После этих распоряжений он уселся.
– Начинайте, почтеннейший мосье Жибасье, – сказал он. – Приключения таких людей, как вы, интересуют все общество.
– Вы мне льстите, мосье Жакаль.
– Нет, клянусь вам, что говорю правду, только и вас прошу ограничиваться в вашем рассказе только правдой.
– В таком случае я, с вашего позволения, начну.
– Я только этого и жду, мосье Жибасье.
В непроглядном мраке запущенного колодца послышался звук усиленного нюханья табака.
XII. Плющ и вяз
– Вы, вероятно, позволите мне дать этому романтическому приключению соответствующее ему название? Все заглавия имеют ту особенность, что заключают в одном слове главный смысл всего рассказа, поэмы или романа.
– Вы относитесь к делу, как настоящий литератор, мосье Жибасье.
– Мне даже кажется, что я был рожден именно для литературного творчества, мосье Жакаль.
– Да, но, к сожалению, вы не совсем верно направили свой талант. Если не ошибаюсь, вы были однажды приговорены за сочинение фальшивого векселя?
– Не один раз, а два раза, мосье Жакаль.
– А! Однако давайте же название вашему рассказу и рассказывайте скорее, потому что пол в вашей гостиной не особенно сух.

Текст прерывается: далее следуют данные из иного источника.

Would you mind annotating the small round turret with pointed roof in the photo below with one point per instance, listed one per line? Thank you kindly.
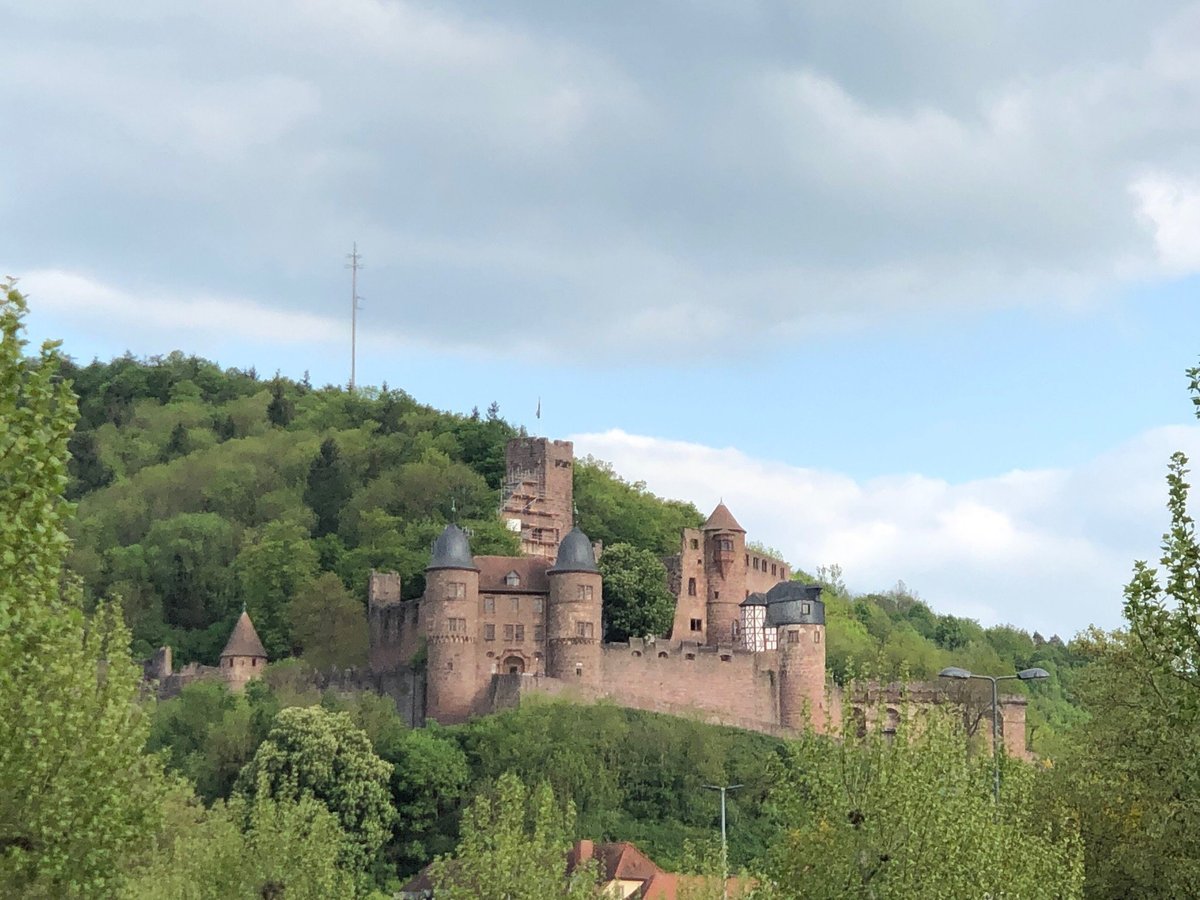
(451, 550)
(575, 555)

– Я назову его «Плющ и вяз», – заглавие, заимствованное, если не ошибаюсь, у добряка Лафонтена.
– Это все равно.
– Когда я попал на галеры, то в первое время скучал невыносимо! Не люблю я галер. Как хотите, общество там для меня вовсе не подходящее, да и кроме того, вид страждущих братьев терзает мне душу тоской и жалостью. Я ведь человек уже не молодой, и прежних фантазий о жизни в Тулоне, в этом Ханаане каторжников, у меня уже нет. Теперь я приезжаю на каторгу со скукой и горечью, и прелести для моего воображения она уже не имеет никакой. Когда едешь туда в первый раз, она, как новая любовница, а на второй – это уж ваша старая законная супруга, прелести которой вам давно уже известны и которая вам так надоела, что вы готовы ее возненавидеть. Так вот и приехал я на этот раз в Тулон почти что в настоящем сплине. Хотя бы послали меня в Брест, – еще туда-сюда! Я Бреста не знаю, и тамошняя жизнь, может быть, освежила бы меня. Да не тут-то было! Как я ни хлопотал, сколько прошений ни подавал министру насчет своего здоровья и желания поправить его брестским климатом, его превосходительство настоял на своем. Так я и угодил на цепь, да, верно, протаскал бы ее, скучая, до самой своей смерти, если бы не один человек. Был он мне товарищем по цепи и такой наивный да добрый, точно такой, каким был я, покуда не увлекся моим безграничным стремлением к свободе.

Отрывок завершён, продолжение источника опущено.